Skills Gap Toolkit

ESCO Semantic Database

The ESCO Semantic Database supports semantic search and skills matching within the Companies for Tomorrow (C4T) platform. The system integrates the ESCO dataset into a hybrid database environment combining relational storage and vector-based semantic search capabilities.

ESCO Dataset Acquisition

The process begins with the ESCO dataset, which contains structured information about:

Occupations
Skills
Relationships between occupations and skills

The complete ESCO database is used as the primary data source. The data are exported in CSV format, ensuring compatibility with the database system and allowing structured import.

Data Import into MariaDB

The exported ESCO CSV files are imported into MariaDB, where the data are stored in structured tables.

MariaDB serves as a hybrid database system, functioning both as:

A Relational Database Management System (RDBMS) for structured ESCO data tables
A Vector Database for storing semantic embeddings

The relational tables maintain the original ESCO structure, including occupations, skills, and their relationships.

Text Preparation

After importing the data, a text preparation process is performed.

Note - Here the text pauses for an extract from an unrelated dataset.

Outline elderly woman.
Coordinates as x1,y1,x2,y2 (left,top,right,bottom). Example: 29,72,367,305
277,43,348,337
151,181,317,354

For each ESCO entity (occupation or skill), the following fields are combined:

Preferred Label
Description

These fields are merged into a single text representation, which serves as the input for embedding generation.

This step ensures that both the title and semantic description of each entity are included in the vector representation.

Embeddings Generation

The merged text fields are processed using the embeddinggemma model to generate semantic embeddings.

Key characteristics of this step:

Each occupation and skill is converted into a numerical vector representation
The embeddings capture semantic meaning and conceptual similarity
The same embedding model must be consistently used
Changing the embedding model requires regeneration of all embeddings

The embeddings enable semantic comparison between skills and occupations.

Relational and Vector Storage

The system stores the processed data in two complementary forms:

Relational Database Storage

The original ESCO data are stored in relational tables, including:

Occupation tables
Skills tables
Relationship tables

This supports structured queries and filtering operations.

Vector Database Storage

The generated embeddings are stored in MariaDB using the vector data type supported by recent MariaDB versions.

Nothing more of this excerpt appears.